Dorian Lynskey 

The Big Chill

Union Chapel, London
  
  


The 10th anniversary of The Big Chill is both chilled out and chilly. Islington's draughty Union Chapel may be the club's spiritual home - the site of its first Sunday afternoon session in 1994 - but it doesn't keep out the winter nip. The atmosphere, however, is warm enough, somewhere between a free festival and a house party. There is an unattended coat rail instead of a cloakroom. People walk around proffering slices of birthday cake. Cushions litter what would otherwise be the dancefloor. Ten years ago these two rooms would have played host to bedraggled clubbers soothing battered psyches.
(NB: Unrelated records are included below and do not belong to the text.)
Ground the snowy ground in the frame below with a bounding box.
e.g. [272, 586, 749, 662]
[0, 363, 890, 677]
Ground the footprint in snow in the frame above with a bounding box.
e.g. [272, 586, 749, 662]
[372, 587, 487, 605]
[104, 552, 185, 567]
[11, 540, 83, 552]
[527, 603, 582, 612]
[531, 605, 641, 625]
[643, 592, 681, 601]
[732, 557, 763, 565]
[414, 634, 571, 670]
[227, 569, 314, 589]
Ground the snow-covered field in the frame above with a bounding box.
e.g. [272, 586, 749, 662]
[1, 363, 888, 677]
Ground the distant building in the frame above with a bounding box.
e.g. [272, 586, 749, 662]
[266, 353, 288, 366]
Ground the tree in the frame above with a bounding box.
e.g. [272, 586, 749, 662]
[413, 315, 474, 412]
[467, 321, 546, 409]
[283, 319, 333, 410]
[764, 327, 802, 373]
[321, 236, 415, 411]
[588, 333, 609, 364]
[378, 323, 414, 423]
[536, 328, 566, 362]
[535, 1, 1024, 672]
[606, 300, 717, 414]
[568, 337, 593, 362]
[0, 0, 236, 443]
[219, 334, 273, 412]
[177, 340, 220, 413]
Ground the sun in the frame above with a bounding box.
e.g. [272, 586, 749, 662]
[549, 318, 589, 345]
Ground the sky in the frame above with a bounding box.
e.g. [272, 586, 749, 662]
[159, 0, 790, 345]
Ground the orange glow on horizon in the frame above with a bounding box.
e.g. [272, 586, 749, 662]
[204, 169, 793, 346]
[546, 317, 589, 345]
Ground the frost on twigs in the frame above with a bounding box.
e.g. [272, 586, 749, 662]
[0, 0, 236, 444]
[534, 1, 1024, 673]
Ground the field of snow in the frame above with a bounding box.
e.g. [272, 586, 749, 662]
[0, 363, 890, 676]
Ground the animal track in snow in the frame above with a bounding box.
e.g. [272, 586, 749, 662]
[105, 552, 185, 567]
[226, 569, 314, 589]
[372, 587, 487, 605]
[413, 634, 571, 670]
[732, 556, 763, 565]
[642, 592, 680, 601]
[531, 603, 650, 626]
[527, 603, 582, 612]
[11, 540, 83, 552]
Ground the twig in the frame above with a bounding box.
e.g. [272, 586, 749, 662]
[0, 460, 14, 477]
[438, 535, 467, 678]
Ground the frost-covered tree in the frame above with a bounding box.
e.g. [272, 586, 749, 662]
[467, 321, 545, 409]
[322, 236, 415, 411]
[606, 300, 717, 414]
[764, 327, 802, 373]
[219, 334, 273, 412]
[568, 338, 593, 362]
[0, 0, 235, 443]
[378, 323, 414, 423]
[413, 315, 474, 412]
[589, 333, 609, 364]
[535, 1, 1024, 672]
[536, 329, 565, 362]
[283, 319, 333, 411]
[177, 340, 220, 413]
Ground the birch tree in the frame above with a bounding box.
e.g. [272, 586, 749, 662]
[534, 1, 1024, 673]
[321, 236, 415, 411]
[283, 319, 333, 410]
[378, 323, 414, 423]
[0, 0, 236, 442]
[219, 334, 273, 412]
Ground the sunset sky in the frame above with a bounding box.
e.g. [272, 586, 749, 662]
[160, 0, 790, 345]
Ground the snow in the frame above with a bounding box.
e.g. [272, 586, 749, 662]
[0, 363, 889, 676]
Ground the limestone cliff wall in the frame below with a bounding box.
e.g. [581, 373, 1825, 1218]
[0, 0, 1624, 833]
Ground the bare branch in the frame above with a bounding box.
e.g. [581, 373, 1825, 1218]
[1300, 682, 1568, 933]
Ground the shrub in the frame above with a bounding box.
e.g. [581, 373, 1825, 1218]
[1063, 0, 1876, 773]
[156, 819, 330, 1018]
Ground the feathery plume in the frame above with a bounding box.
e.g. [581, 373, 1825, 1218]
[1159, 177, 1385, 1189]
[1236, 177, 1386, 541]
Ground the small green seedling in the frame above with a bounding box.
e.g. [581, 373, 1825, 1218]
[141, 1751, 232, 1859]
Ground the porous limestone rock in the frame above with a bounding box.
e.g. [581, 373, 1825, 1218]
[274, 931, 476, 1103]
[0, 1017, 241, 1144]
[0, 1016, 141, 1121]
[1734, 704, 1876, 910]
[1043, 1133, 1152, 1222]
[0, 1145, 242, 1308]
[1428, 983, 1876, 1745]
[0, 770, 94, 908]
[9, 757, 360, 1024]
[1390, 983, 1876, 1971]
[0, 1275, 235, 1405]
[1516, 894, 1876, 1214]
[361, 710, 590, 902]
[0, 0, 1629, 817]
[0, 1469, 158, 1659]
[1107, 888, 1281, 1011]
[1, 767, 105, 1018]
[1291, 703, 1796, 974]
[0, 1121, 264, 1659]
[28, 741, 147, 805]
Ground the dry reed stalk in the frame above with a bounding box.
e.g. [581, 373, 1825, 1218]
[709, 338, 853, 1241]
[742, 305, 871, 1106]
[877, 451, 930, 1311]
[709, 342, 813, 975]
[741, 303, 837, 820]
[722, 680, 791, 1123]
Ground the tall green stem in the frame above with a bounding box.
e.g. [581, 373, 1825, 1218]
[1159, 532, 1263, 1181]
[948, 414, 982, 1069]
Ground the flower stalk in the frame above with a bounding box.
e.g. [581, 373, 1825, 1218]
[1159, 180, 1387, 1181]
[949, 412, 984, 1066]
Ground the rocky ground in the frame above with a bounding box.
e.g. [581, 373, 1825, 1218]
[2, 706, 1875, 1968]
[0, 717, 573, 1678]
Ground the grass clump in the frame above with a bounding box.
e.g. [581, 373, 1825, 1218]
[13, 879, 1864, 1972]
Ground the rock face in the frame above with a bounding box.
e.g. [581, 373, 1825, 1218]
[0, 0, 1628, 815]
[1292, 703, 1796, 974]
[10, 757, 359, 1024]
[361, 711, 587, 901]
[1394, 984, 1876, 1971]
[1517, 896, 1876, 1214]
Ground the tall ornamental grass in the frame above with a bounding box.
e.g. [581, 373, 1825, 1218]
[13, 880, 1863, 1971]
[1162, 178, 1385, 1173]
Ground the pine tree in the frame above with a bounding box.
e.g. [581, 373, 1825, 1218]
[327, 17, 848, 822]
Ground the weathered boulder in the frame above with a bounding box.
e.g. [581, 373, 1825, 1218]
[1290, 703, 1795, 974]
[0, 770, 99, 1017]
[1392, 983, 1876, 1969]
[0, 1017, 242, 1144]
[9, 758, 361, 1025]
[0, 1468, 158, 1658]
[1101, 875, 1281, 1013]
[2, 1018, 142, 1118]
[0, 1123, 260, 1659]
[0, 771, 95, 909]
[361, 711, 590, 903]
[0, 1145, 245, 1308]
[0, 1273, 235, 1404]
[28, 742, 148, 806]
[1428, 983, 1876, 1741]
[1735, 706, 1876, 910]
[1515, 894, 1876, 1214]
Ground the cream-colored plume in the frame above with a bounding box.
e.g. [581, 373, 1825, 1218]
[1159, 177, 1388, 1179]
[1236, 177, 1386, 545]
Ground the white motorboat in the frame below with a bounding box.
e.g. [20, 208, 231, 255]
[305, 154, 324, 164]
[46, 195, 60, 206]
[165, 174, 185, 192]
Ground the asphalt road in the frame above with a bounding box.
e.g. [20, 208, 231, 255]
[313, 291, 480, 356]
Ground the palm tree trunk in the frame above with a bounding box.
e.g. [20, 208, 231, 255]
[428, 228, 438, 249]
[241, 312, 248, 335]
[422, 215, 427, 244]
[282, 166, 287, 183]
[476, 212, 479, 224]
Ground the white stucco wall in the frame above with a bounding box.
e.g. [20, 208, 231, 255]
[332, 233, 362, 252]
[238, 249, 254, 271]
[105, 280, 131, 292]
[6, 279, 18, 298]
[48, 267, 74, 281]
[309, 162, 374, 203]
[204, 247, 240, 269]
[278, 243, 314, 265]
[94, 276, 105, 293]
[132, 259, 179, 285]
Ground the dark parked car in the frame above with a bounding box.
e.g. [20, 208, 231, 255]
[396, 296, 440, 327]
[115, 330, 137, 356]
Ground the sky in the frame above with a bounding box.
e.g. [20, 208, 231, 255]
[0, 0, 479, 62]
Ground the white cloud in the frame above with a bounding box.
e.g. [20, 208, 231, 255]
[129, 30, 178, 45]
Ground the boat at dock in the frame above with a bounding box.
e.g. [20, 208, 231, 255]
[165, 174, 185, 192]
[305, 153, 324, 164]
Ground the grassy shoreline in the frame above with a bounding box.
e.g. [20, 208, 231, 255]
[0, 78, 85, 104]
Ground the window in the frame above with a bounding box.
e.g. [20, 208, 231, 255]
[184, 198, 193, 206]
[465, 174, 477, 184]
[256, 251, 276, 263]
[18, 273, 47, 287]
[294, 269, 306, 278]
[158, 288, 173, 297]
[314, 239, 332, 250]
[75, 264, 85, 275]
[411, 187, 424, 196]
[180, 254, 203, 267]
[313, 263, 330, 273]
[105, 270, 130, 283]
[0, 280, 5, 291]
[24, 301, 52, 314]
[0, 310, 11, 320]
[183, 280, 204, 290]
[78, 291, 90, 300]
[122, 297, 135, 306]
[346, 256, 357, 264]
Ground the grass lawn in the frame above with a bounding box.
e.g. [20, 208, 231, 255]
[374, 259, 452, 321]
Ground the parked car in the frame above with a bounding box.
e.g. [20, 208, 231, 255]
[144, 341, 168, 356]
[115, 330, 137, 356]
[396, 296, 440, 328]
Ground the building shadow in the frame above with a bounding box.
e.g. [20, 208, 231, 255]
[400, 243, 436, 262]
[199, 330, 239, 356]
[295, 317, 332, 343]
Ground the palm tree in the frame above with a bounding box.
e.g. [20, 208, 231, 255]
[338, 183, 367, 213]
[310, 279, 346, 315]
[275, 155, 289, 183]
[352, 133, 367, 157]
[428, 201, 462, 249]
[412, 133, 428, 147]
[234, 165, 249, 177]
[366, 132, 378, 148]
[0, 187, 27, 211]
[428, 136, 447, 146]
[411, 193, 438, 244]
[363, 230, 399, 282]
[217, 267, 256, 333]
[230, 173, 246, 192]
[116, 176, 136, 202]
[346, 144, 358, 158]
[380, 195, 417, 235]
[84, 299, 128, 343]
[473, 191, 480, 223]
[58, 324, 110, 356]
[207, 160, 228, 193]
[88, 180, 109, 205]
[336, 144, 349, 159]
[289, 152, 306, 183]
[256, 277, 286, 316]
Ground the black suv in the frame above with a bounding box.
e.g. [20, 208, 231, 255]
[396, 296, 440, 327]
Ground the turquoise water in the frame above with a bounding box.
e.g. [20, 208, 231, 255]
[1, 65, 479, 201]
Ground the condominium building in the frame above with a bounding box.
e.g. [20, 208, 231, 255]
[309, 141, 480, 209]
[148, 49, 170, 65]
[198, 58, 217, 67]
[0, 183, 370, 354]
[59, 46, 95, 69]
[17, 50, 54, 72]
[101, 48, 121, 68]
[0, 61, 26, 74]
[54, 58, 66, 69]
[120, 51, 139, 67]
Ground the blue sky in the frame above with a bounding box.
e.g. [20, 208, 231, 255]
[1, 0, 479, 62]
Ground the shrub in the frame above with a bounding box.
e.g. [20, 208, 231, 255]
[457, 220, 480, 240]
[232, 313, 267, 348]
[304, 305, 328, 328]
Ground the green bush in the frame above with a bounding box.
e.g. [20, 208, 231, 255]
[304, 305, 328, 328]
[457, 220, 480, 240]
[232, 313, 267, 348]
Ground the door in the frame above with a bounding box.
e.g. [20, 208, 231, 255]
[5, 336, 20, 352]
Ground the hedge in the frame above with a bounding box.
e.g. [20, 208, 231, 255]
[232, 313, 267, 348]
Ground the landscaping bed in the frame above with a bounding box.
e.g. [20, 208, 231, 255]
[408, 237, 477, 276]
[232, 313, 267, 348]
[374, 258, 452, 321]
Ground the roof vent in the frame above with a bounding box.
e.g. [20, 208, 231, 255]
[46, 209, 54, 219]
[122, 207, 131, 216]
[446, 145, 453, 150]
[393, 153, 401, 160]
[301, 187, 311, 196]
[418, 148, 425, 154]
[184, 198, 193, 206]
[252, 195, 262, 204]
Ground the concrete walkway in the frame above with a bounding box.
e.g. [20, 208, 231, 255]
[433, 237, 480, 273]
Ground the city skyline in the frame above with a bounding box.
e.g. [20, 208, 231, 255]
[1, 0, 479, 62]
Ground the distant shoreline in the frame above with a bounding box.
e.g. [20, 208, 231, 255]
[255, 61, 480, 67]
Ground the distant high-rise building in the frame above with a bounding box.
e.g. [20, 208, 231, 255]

Today's typical Big Chiller appears to be about 30, sipping a bottled beer and determined to have a quiet night because he's got websites to design tomorrow.

In an environment in which people talk rather than listen, and recline rather than dance, even the most beautifully crafted sounds can be reduced to aural wallpaper but Ulrich Schnauss' music is forceful enough to demand attention. A bashful German with a laptop, Schnauss is chillout's rising star, merging ambient swooshes with vapour-trail guitars. His tracks snowball into what you might call stadium chillout. It is often astonishingly, overwhelmingly beautiful.

Finally, there is a DJ set from Global Communication, whose bushy-bearded, flat-capped Tom Middleton has evidently just come from checking the drainage in the lower field. Roaming from the beatific ambience of their own material to Talk Talk and Terence Trent D'Arby, it epitomises the benign musical catholicism that gives The Big Chill its vitality. Middleton ends with Talking Heads' Once in a Lifetime. His LED display flashes: "We are 10 - We Are One." Even the cushions are cleared from the dancefloor.